Red Teams are Santa’s Helpers this Holiday Season
This holiday season, Americans will spend more than $600 billion buying gifts for friends, colleagues and loved ones. Roughly 46 percent of the transactions will be done online, with the remaining purchases made in stores. Most shoppers will use credit or debit cards, assuming (incorrectly) that manufacturers and retailers are doing everything possible to protect their personally identifiable information from being stolen by malicious hackers. The truth about whether your information is adequately secure depends upon the security standards and practices that manufacturers and distributors use, which oftentimes fall short.
One way that the private sector can make it far less likely that your personal information will be stolen this holiday season is with red teams, the topic of my new book, Red Team: How to Succeed by Thinking Like the Enemy. Red teaming is a structured process that seeks to better understand the interests, intentions and capabilities of an institution—or a potential competitor—through simulations, vulnerability probes and alternative analyses.
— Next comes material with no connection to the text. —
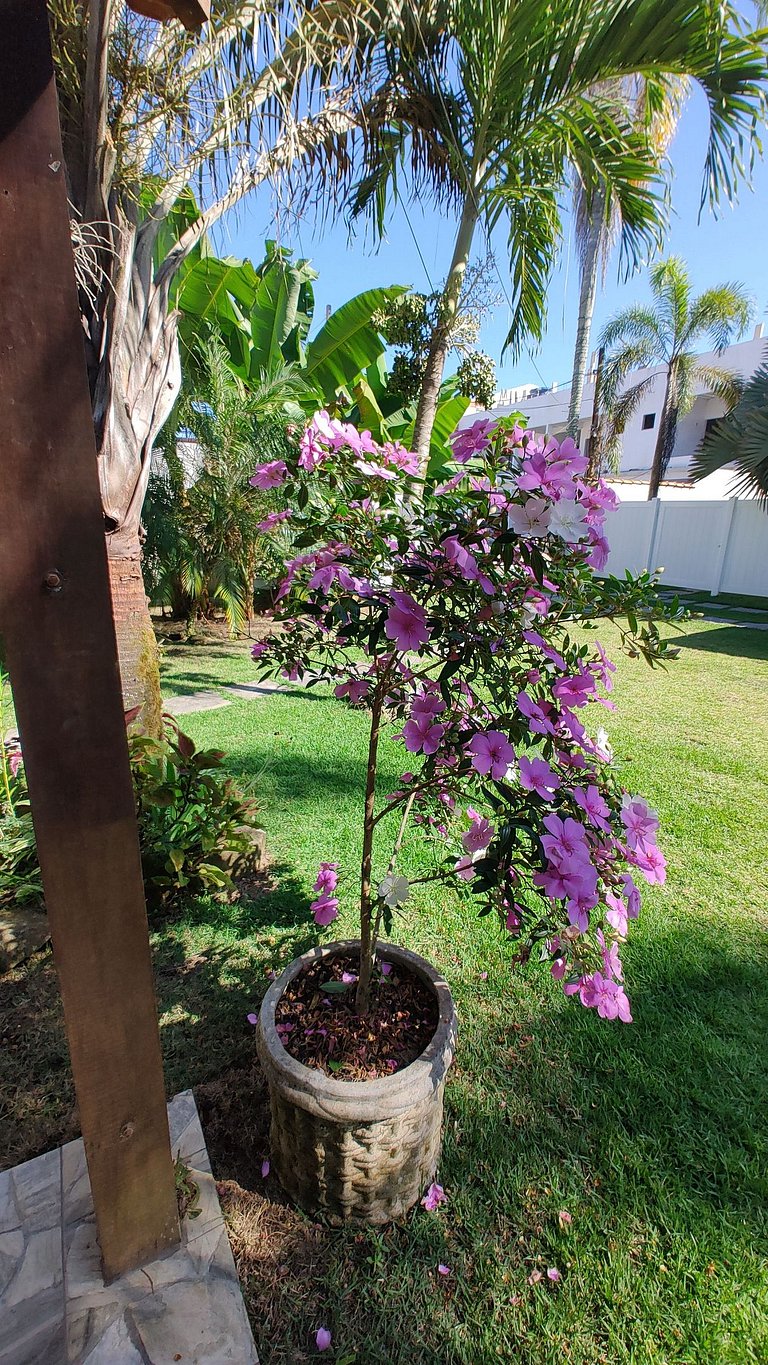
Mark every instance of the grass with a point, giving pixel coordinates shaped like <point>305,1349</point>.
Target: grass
<point>654,1137</point>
The protection of computer networks involves red team vulnerability probes, which emulate those malicious hackers that pose the greatest—and most likely—threat to a company’s computer networks.
The costs of not conducting realistic vulnerability probes can be highly consequential for corporations, in terms of their profits, reputation, and even the employment of senior leaders. One prominent example of how a red team might have protected consumers occurred two years ago when Target’s networks were breached during the holiday shopping season.
Every year, malicious hackers steal tens of millions of debit and credit cards, which they use to print fake cards for in-store purchases, resell to other cyber criminals, or to attempt illegal cash withdrawals or online purchases. These account for worldwide fraud losses of $16.31 billion each year. Unsurprisingly, malicious hackers were constantly attempting to breach the computer networks of Target, the sixth highest grossing U.S. retailer, which conducts $72.6 billion worth of customer transactions annually.
Rather than exploit a vulnerability in the company’s own relatively well-defended networks, the hackers found the weakest point of defense—Fazio Mechanical Services, an outside heating, ventilation and air-conditioning vendor (HVAC) that was hired to monitor energy-use levels in stores. This began with a malware-laced phishing attack e-mail sent to employees at the HVAC firm. Once inside that vendor, the hackers were able to steal the network credentials that Target had willingly provided to Fazio Mechanical Services.
After using those credentials to get inside Target’s networks, the hackers used BlackPOS malware—developed by a 17-year-old Russian hacker and available on black markets for $1,800-$2,000—to hijack the retailer’s security and payments system. Subsequently, whenever customers swiped debit and credit card at registers, that information was sent to a remote server controlled by the hackers. In an eighteen day period, the hackers were able to steal 40 million customer credit and debit card accounts and personal information of 70 million customers without Target knowing—they only learned of the data breach when they were informed by security expert Brian Krebs one week before Christmas. The cumulative cost to Target so far is $290 million, the retailer’s reputation, as well as the firing of the CEO and chief information officer.